Konon, metafakta adalah ilmu penyembuhan, penyembuhan terhadap segala penyakit. Bahkan, jika seseorang telah menguasai “ilmu sakti” ini, maka cita-cita, keinginan, atau hajat-nya akan segera tercapai. Penyembuhan melalui metafakta ini disebut-sebut juga bisa dilakukan melalui musik, dengan membonceng gelombang suara. Maka, setelah berkolabirasi dengan musisi Indra Qadarsih, Mas Bechi melahirkan musik metafakta yang disebut Oxytron. Oxytron ini diklaim sebagai musik penyembuh segala penyakit. Luar biasa kesaktiannya.

Entah di mana Mas Bechi belajar ilmu metafakta dan siapa gurunya. Yang ganjil justru cara Mas Bechi mengajarkannya. Santriwati-santriwati yang dia pilih untuk menjadi relawan kesehatan (baca: penyembuh) tak perlu bersusah payah mempelajarinya. Sebab, metafakta hanya perlu “ditularkan”. Apa yang disebutnya sebagai ilmu itu hanya bisa “menular” jika si santri sudah bugil. Tak masuk akal? Memang, katanya, metafakta baru bisa merasuk jika santri telah kehilangan akal. Jika seseorang masih bergantung pada dan menggunakan akalnya, si ilmu tak sudi masuk, tak sudi menular.

Berawal dari modus seperti itulah tindak pencabulan dan kekerasan seksual yang disangkakan kepada Mas Bechi bermula. Bermula dari ajaran-ajaran yang tak rasional, tak logis, tak dapat dinalar, tak dapat dicerna akal sehat, dan di luar common sense. Di sini Mas Bechi tak sendiri. Banyak “Mas Bechi-Mas Bechi” lain sebelum ini —dan mungkin juga nanti— menggunakan modus yang mirip-mirip seperti ini; baik apa yang disebut ilmunya maupun cara pengajarannya jauh dari kaidah-kaidah logika.

Fenomena Mas Bechi dan lain-lainnya ini menggambarkan betapa sebagian masyarakat kita masih suka terpukau dengan hal ihwal tak rasional, tak logis, tak dapat dinalar, tak dapat dicerna akal sehat, dan di luar common sense itu —katakanlah hal keajaiban atau kesaktian. Sampai-sampai ada yang percaya bahwa ada ilmu yang hanya bisa dipelajari jika kita telah membuang akal kita. Sampai-sampai ada yang menurut saja dengan model pengajaran yang di luar common sense.

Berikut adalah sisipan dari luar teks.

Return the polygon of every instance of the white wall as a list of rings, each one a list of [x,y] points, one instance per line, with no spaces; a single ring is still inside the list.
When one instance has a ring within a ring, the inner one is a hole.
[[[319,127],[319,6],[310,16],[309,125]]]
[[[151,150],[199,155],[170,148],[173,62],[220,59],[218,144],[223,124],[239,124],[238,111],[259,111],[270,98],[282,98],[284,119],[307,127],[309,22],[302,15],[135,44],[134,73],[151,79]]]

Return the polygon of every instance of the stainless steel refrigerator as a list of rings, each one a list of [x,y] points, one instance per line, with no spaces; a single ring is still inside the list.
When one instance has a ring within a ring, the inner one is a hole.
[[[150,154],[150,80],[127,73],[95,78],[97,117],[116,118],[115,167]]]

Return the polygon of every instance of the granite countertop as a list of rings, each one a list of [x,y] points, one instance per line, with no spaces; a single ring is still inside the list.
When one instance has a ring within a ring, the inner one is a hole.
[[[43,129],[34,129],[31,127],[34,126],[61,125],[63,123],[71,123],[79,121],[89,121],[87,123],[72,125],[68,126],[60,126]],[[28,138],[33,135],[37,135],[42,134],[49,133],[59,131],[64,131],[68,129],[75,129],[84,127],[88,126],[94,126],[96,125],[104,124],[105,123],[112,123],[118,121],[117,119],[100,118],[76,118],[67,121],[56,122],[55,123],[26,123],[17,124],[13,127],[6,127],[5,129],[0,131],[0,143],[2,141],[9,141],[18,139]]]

Kenapa fenomena seperti ini masih saja terjadi, bahkan di era serba digital seperti ini? Mungkin sebagian kita telah lupa bahwa, yang membedakan manusia dengan makhluk lain, yang membuat manusia lebih unggul dan lebih istimewa dibandingkan dengan makhluk lain, adalah karunia Tuhan berupa peranti akal ini —yang dengannya kita bisa berpikir. Berkali-kali Al-Quran menyeru agar manusia menggunakan akalnya, untuk berpikir, yang dengannya manusia bisa membedakan mana yang batil dan mana yang haq, yang dengannya manusia bisa menemukan kebenaran, yang dengannya manusia bisa membuktikan akan tanda-tanda kebesaran Tuhan sehingga lahirlah berbagai disipilin ilmu pengetahuan. Karena itulah tak ada ilmu yang tak rasional, yang tak masuk akal. Jika ada yang mengatakan sebaliknya, maka patut dipertanyakan kesahihannya sebagai ilmu— datang dari Tuhan atau setan?

Dengan penggambaran seperti itu, jika kita merendahkan akal kita sendiri, berarti kita telah mengabaikan seruan Al-Quran tentang penggunaan akal sebagai peranti berpikir. Setidaknya kita akan tergolong sebagai orang yang malas berpikir radiks, sesuatu yang sebenarnya juga dibenci oleh kitab suci.

Dari sini, seharusnya kita sudah memiliki standar dan prosedur, bahwa ilmu yang diajarkan di lembaga-lembaga pendidikan, termasuk lembaga pendidikan berbasis keagamaan, katakanlah seperti madrasah atau pesantren, haruslah rasional, logis, dapat dinalar, dapat dicerna akal sehat. Di luar itu bisa dipastikan “ilmu jadi-jadian”. Pun, cara penyampaian atau pengajarannya juga harus dalam koridor common sense. Di luar itu, pasti “ada apa-apanya”.

Dengan begitu, secara dini kita akan bisa mendeteksi gejala munculnya kasus Mas Bechi dan lain-lainnya di kemudian hari.